Two Wrongs; Make it Right – Parshat Vayigash 5775

IMG_1425.JPGIt is human nature to want to reciprocate actions, whether good or bad.  When someone does something nice for us, we want to pay them back or pay it forward.  When someone is horrible or mean, we want to be equally mean back.  But an “eye for an eye” isn’t always right or fair.  In our world where we work towards fairness and equality, it can be truly difficult to stand up and do the right thing when we really want others to feel our pain.

Parshat Vayigash, our Torah portion for this week, is the continuation of the saga between Joseph and his brothers.  Yehudah, one of the master perpetrators of the evil against Joseph, stands up for his brothers and asks to be imprisoned to spare Benjamin.  Later, Joseph reveals himself to his brothers, his brothers tell Jacob that Joseph is still alive, seventy members of Jacob’s people follow him down to Egypt, and the family is reunited.  At this point the narrative takes pause.

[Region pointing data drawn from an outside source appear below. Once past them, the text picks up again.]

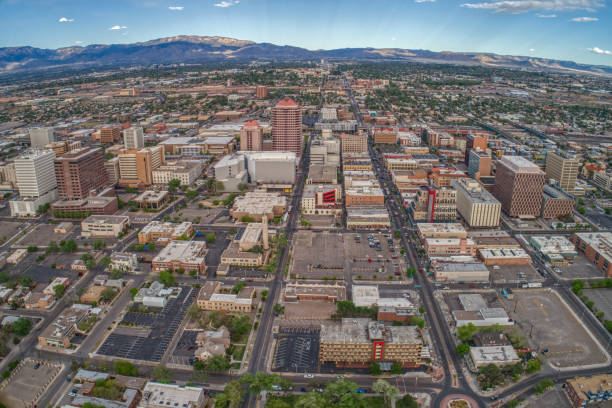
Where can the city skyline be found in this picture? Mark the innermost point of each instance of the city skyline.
(576, 30)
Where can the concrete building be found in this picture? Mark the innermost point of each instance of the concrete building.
(556, 203)
(104, 226)
(258, 204)
(163, 232)
(80, 173)
(496, 355)
(354, 143)
(40, 137)
(562, 167)
(187, 172)
(36, 182)
(133, 138)
(213, 296)
(480, 164)
(584, 391)
(136, 165)
(251, 137)
(597, 247)
(162, 395)
(518, 186)
(186, 255)
(477, 206)
(287, 126)
(359, 342)
(434, 204)
(555, 249)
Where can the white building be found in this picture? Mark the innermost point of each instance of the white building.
(133, 138)
(35, 173)
(40, 137)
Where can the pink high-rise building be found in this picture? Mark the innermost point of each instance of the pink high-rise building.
(251, 137)
(287, 126)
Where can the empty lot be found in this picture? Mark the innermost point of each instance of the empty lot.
(549, 325)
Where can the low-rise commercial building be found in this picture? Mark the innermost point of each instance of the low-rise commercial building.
(104, 226)
(186, 255)
(213, 296)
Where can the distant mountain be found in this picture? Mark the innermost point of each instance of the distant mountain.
(195, 49)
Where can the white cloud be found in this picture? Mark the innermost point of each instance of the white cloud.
(596, 50)
(524, 6)
(227, 3)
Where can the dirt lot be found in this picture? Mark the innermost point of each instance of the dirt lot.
(28, 383)
(549, 325)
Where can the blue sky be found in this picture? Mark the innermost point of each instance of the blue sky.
(578, 30)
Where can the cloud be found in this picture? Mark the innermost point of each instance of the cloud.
(524, 6)
(227, 3)
(596, 50)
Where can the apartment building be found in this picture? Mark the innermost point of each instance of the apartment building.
(476, 205)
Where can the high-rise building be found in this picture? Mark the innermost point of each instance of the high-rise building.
(80, 172)
(110, 134)
(261, 91)
(136, 166)
(518, 186)
(287, 126)
(563, 168)
(251, 137)
(476, 143)
(476, 205)
(40, 137)
(133, 137)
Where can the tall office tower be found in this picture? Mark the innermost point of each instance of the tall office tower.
(475, 142)
(251, 137)
(287, 126)
(480, 164)
(80, 172)
(110, 134)
(40, 137)
(261, 91)
(136, 166)
(562, 167)
(518, 186)
(133, 138)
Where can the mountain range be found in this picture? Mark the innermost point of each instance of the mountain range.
(196, 49)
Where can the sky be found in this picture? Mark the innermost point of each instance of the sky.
(575, 30)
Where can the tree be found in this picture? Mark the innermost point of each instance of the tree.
(374, 369)
(125, 368)
(463, 349)
(59, 290)
(161, 374)
(22, 326)
(166, 277)
(388, 391)
(217, 363)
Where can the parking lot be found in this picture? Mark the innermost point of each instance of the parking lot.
(30, 379)
(162, 325)
(603, 300)
(297, 350)
(550, 326)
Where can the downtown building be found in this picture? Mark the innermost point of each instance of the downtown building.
(287, 126)
(518, 186)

In the first lines of the parshah, we see Yehudah stand up for his brothers, we see him try to right the wrong he did against Joseph, leaving Joseph with a choice.  Joseph can continue to imprison Benjamin; in doing so he would certainly inflict pain on his brothers, the kind of pain he felt years earlier when he himself was sent off.  But, he would also cause more pain to his father, something he could not stomach.

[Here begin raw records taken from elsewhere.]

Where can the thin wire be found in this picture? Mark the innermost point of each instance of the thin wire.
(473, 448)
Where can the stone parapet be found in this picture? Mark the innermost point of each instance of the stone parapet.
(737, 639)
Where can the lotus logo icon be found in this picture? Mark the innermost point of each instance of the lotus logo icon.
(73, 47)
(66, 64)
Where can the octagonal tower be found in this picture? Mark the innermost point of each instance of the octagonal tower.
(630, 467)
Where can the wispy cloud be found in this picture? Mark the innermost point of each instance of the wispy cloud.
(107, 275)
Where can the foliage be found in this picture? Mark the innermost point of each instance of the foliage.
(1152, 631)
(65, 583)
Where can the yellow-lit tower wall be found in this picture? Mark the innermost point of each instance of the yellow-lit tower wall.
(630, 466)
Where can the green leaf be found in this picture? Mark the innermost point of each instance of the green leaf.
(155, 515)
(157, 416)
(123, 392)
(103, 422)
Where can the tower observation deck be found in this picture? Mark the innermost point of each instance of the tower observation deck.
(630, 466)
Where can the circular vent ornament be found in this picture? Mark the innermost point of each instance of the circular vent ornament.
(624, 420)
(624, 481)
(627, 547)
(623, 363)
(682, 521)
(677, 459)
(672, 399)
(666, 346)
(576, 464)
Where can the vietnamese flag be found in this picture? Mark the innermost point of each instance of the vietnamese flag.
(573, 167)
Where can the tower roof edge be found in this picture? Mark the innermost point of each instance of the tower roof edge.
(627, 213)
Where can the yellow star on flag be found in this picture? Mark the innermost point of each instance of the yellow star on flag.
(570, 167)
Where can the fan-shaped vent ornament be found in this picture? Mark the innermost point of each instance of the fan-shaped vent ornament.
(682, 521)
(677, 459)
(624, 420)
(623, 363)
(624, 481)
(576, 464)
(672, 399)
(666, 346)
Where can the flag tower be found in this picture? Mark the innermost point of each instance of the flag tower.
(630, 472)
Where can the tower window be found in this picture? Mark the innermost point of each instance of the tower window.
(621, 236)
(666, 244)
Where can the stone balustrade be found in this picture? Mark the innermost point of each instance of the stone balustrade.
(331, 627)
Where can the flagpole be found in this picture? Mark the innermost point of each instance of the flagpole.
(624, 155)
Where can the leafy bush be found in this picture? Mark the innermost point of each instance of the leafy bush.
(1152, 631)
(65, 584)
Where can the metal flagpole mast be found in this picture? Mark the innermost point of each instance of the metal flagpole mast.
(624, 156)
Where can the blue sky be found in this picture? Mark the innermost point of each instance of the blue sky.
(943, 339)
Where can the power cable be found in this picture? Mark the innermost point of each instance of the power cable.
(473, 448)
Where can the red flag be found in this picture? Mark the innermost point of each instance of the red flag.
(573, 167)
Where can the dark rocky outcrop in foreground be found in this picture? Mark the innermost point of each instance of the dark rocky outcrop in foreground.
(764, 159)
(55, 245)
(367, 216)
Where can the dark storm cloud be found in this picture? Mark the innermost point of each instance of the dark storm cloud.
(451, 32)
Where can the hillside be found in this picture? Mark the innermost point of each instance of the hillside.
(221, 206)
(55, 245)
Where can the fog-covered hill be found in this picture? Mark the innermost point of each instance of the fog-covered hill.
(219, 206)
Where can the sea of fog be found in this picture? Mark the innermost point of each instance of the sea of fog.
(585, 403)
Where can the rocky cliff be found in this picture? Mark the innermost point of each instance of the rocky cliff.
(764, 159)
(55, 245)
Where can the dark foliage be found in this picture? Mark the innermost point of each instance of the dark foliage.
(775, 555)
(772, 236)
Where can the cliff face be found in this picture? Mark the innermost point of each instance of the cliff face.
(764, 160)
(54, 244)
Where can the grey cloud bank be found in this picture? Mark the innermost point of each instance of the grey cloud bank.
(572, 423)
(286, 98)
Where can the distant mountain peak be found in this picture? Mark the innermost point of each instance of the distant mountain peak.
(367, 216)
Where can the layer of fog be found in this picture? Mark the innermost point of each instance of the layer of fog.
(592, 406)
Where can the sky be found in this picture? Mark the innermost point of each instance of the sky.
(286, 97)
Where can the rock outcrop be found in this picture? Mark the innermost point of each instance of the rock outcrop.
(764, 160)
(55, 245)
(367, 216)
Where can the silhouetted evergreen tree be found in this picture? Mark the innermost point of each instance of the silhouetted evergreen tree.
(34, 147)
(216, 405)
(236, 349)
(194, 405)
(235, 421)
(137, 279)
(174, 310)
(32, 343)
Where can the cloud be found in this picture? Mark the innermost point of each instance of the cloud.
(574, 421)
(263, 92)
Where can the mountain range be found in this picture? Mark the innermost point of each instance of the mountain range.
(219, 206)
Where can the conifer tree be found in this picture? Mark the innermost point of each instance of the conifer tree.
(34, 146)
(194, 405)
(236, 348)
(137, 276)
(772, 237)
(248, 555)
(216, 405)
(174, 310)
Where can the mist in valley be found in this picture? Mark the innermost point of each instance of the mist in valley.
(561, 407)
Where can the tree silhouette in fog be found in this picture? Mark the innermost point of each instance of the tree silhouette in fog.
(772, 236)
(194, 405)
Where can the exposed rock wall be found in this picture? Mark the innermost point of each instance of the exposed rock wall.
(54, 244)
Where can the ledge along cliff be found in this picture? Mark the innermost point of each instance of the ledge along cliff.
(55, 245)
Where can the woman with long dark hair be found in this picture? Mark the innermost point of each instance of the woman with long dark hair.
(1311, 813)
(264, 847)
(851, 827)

Joseph is ultimately moved to tears by the speech his brother Yehudah gives.  He realizes that keeping Benjamin would be acting as his brothers did, stooping to their level.  Instead, he decides to rise above it and do what is right.  And in a sense, Joseph is still reciprocating.  He’s not reciprocating the pain he felt much earlier in his life, he’s reciprocating the positive step forward he sees from Yehudah.

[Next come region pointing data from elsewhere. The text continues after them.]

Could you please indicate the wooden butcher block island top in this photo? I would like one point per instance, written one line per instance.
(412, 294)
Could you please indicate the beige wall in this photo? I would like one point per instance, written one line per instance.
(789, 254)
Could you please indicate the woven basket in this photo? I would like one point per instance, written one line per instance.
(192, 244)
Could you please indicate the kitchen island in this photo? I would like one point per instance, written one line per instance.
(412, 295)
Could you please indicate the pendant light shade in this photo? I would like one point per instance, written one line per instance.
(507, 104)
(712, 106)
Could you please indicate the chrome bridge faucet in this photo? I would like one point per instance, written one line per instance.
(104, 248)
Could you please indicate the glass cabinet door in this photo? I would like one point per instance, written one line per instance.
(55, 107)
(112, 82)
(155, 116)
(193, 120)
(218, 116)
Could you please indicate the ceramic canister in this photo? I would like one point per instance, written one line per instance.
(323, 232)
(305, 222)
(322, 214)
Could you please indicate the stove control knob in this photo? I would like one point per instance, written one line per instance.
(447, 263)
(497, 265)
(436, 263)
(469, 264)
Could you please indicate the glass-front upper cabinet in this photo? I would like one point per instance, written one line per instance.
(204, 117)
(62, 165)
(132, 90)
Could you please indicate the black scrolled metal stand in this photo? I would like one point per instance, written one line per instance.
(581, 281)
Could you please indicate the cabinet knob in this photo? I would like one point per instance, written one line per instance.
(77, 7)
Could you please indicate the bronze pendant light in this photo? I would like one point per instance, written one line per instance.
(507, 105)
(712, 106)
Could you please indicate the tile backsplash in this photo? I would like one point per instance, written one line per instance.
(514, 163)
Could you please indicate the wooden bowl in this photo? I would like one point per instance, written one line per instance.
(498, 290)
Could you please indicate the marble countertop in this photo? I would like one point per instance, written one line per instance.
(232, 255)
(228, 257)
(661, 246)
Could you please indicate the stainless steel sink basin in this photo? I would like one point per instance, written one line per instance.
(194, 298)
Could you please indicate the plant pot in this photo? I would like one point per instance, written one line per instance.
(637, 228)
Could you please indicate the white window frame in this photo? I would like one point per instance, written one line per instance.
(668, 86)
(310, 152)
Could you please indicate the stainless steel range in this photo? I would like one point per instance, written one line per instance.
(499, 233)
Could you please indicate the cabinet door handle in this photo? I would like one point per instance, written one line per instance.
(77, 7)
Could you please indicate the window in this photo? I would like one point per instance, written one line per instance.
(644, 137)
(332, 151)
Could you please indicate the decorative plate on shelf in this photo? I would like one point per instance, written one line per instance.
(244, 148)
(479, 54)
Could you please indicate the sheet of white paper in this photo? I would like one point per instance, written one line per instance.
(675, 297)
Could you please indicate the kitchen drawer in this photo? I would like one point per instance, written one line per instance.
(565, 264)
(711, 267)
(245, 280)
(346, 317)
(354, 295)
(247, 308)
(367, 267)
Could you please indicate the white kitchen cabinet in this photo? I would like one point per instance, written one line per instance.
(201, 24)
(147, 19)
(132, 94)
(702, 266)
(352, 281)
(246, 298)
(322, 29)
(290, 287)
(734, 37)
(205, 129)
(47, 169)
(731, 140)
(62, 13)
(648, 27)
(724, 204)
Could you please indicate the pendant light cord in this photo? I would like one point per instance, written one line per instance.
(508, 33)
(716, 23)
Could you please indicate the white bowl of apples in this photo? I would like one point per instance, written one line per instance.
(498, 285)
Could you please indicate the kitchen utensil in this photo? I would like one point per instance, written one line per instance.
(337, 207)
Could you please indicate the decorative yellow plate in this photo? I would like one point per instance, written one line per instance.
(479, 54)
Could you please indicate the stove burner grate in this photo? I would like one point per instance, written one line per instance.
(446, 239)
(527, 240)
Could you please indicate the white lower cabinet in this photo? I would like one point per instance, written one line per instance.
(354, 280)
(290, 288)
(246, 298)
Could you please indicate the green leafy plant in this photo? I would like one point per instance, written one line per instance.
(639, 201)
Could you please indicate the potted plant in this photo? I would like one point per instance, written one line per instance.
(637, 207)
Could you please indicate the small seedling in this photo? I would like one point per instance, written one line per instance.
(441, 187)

Siblings know how to push each other’s buttons better than anyone else.  It would have been easy for Joseph to wrong his brothers as they had wronged him, but instead, Joseph gathers his inner strength and is able to rise above the pettiness and past negative of their relationship.  What better reminder that while it is easy to commit a wrong in retaliation for a wrong, righting a situation will always yield the better outcome.